The president acknowledged that this doesn’t mean “we shouldn’t help the Syrian people stand up against a dictator who bombs and starves his own people.”
“In helping those who fight for the right of all Syrians to choose their own future, we are also pushing back against the growing number of extremists who find safe haven in the chaos,” Obama said. “So with the additional resources I’m announcing today, we will step up our efforts to support Syria’s neighbors -- Jordan and Lebanon, Turkey and Iraq -- as they contend with refugees and confront terrorists working across Syria’s borders.”
Obama said he will work with Congress to ramp up support for those in the Syrian opposition who offer the best alternative to terrorists and brutal dictators.
“We will continue to coordinate with our friends and allies in Europe and the Arab world to push for a political resolution of this crisis,” he said, “and to make sure that those countries, and not just the United States, are contributing their fair share to support the Syrian people.”
The president noted these partnerships won’t eliminate the need to take direct action when necessary to protect the United States.
“When we have actionable intelligence,” he said, “that’s what we do, through capture operations like the one that brought a terrorist involved in the plot to bomb our embassies in 1998 to face justice or drone strikes like those we’ve carried out in Yemen and Somalia.”
There are times when those actions are necessary, Obama said, and the United States cannot hesitate to protect its people.
“But as I said last year, in taking direct action we must uphold standards that reflect our values,” he added. “Our actions must not create more enemies than we take off the battlefield.
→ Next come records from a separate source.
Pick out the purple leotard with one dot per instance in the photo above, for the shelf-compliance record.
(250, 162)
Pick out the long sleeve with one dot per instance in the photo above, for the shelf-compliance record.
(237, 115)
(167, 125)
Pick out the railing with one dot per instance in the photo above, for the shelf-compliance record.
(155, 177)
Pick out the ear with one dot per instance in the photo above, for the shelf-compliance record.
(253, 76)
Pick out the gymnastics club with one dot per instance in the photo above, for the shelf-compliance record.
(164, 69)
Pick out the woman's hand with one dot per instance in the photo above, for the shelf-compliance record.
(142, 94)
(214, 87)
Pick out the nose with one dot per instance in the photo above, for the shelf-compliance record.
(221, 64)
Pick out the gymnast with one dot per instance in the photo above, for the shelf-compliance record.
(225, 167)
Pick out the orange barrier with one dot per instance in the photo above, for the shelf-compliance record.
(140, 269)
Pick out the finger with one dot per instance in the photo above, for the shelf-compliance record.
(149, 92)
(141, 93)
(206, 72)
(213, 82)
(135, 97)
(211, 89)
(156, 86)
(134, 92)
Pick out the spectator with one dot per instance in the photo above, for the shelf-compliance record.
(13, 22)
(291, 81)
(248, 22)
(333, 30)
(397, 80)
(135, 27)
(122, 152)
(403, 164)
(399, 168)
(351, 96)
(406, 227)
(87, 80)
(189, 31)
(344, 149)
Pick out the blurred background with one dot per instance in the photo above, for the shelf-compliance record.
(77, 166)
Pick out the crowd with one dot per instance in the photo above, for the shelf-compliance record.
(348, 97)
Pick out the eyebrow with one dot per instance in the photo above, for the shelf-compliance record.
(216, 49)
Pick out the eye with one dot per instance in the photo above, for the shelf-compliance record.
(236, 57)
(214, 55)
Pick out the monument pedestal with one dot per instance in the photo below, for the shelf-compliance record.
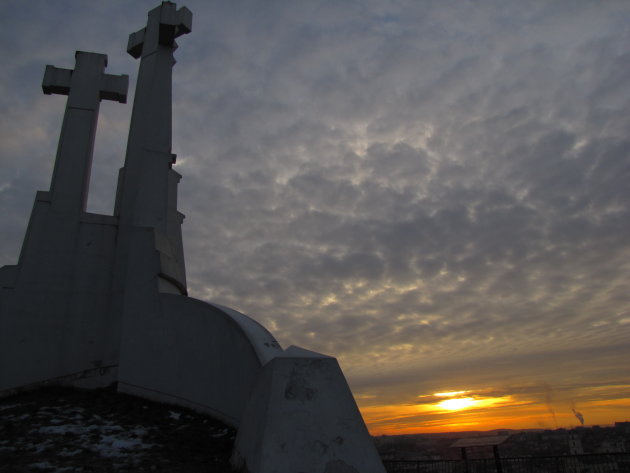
(98, 299)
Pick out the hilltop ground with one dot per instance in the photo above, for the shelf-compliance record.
(59, 429)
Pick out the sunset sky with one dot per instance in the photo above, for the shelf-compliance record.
(437, 193)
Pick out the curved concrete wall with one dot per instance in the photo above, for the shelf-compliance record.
(195, 354)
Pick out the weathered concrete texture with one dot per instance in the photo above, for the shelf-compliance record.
(302, 418)
(96, 299)
(194, 354)
(55, 318)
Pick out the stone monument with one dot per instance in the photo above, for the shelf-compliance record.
(101, 299)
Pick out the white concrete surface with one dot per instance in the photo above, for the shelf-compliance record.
(96, 299)
(302, 417)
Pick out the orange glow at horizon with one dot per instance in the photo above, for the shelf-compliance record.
(458, 403)
(475, 412)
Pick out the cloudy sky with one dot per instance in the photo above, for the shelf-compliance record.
(435, 192)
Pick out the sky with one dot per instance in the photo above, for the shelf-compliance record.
(437, 193)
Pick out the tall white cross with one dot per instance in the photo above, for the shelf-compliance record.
(85, 87)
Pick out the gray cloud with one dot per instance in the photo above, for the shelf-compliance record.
(400, 185)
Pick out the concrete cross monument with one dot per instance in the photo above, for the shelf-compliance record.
(101, 299)
(85, 87)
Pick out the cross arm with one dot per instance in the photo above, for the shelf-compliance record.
(166, 23)
(114, 87)
(57, 80)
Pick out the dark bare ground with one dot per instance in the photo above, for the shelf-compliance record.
(60, 429)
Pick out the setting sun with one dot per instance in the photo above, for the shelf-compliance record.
(458, 403)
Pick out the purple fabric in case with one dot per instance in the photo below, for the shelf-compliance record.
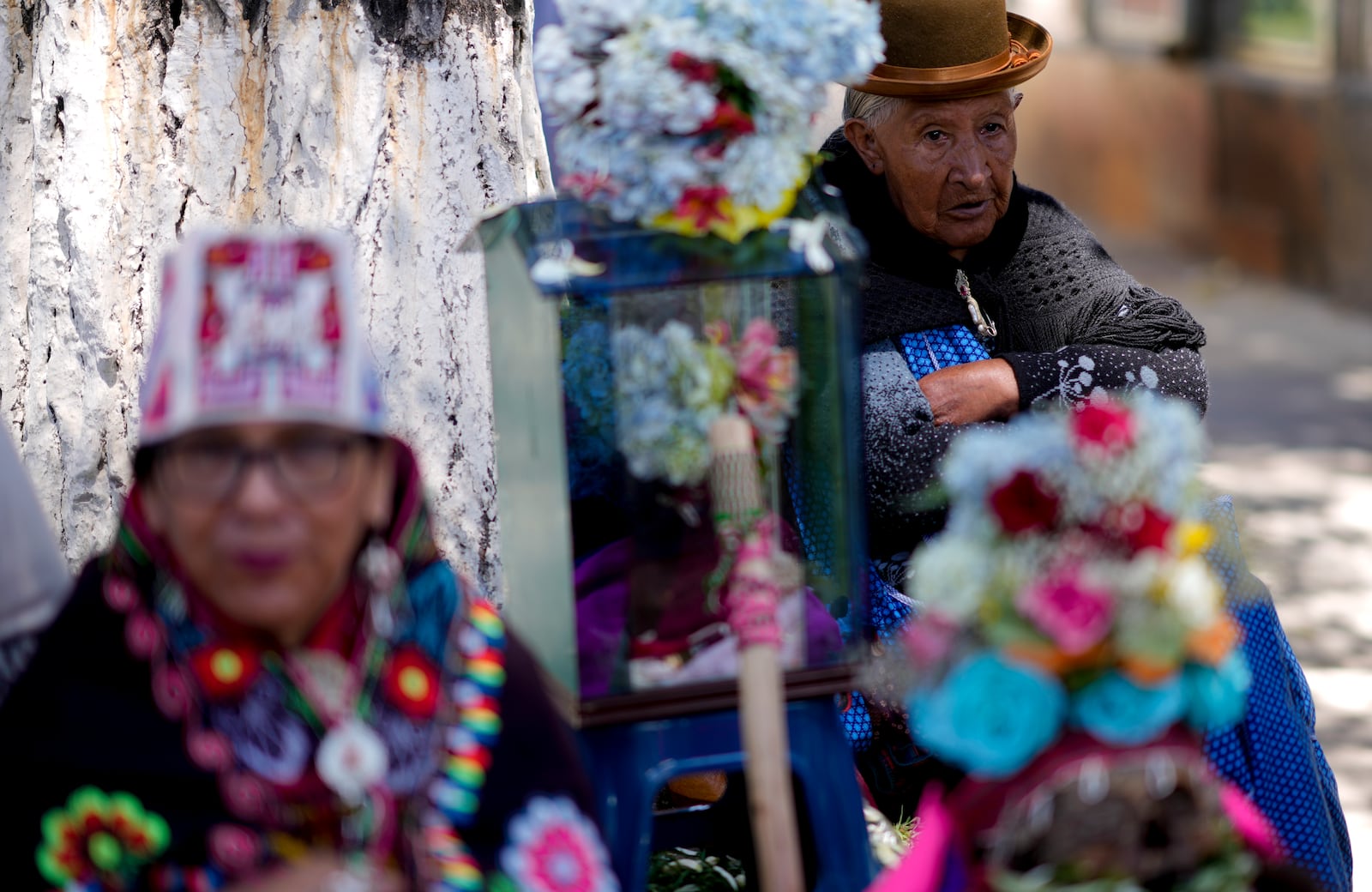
(603, 607)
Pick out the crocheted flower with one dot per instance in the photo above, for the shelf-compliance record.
(1074, 614)
(411, 683)
(553, 847)
(1104, 425)
(99, 841)
(226, 672)
(1216, 697)
(990, 715)
(1026, 504)
(1115, 710)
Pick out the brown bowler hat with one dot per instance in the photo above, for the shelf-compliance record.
(955, 48)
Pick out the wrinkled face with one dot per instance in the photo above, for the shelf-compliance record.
(267, 519)
(948, 164)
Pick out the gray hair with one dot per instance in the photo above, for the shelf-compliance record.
(876, 110)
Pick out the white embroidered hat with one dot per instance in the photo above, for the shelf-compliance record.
(258, 327)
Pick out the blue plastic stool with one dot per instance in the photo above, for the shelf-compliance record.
(631, 762)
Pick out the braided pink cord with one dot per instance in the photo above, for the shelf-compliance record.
(752, 597)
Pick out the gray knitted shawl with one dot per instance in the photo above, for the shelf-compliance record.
(1070, 322)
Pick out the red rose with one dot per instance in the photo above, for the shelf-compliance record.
(411, 683)
(1139, 526)
(731, 120)
(1024, 504)
(1104, 425)
(226, 672)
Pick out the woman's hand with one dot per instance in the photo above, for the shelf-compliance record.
(974, 391)
(322, 873)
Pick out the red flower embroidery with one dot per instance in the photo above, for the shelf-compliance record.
(553, 847)
(411, 683)
(1104, 425)
(1024, 504)
(226, 672)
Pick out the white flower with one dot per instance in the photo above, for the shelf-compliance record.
(669, 95)
(352, 759)
(1195, 594)
(950, 576)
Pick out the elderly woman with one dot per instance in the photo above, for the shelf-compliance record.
(987, 298)
(272, 679)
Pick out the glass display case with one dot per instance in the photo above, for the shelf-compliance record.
(667, 408)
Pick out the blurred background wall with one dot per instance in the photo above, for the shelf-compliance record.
(1231, 127)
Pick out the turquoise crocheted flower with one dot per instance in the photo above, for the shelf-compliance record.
(1115, 710)
(990, 715)
(1218, 697)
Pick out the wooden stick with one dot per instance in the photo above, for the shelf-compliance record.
(737, 496)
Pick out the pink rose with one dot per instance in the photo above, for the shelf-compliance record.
(1068, 611)
(766, 379)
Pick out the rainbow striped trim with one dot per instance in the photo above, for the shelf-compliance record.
(456, 795)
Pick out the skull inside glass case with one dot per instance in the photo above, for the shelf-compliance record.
(669, 409)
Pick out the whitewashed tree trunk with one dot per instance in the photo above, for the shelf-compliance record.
(123, 123)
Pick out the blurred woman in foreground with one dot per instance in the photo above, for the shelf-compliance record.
(272, 679)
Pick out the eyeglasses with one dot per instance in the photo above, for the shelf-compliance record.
(212, 468)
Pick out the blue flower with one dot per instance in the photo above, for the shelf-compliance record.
(1117, 711)
(1216, 697)
(990, 715)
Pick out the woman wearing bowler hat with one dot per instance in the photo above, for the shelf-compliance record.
(984, 299)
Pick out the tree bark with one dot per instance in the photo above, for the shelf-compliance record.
(123, 123)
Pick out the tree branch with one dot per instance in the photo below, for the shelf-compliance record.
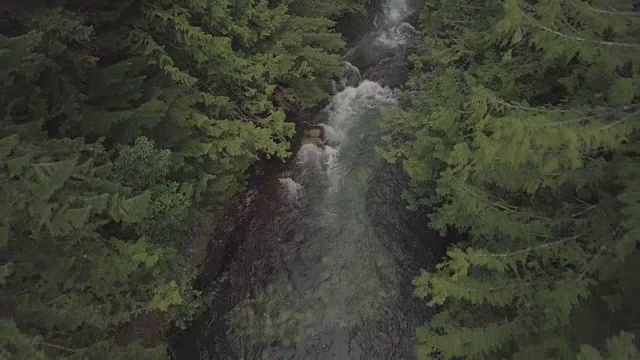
(531, 248)
(577, 38)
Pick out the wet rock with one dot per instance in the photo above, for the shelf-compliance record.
(313, 134)
(392, 72)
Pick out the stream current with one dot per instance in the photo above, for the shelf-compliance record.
(324, 253)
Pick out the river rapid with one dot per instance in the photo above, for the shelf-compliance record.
(316, 262)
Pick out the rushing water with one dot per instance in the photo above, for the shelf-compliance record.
(322, 256)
I also believe we must be more transparent about both the basis of our counterterrorism actions and the manner in which they are carried out.
“We have to be able to explain them publicly, whether it is drone strikes or training partners,” he continued. “I will increasingly turn to our military to take the lead and provide information to the public about our efforts.”
The president praised the intelligence community for its “outstanding work” protecting sources and methods, but noted “when we cannot explain our efforts clearly and publicly, we face terrorist propaganda and international suspicion, we erode legitimacy with our partners and our people, and we reduce accountability in our own government.”
This issue of transparency, Obama said, is “directly relevant” to American leadership and efforts to strengthen and enforce international order.
“After World War II, America had the wisdom to shape institutions to keep the peace and support human progress -- from NATO and the United Nations to the World Bank and [the International Monetary Fund],” he said. “These institutions are not perfect, but they have been a force multiplier. They reduce the need for unilateral American action and increase restraint among other nations.”
As the world changes, Obama said, this architecture must change as well.
“At the height of the Cold War, President Kennedy spoke about the need for a peace based upon, ‘a gradual evolution in human institutions,’” he said. “Evolving these international institutions to meet the demands of today must be a critical part of American leadership.”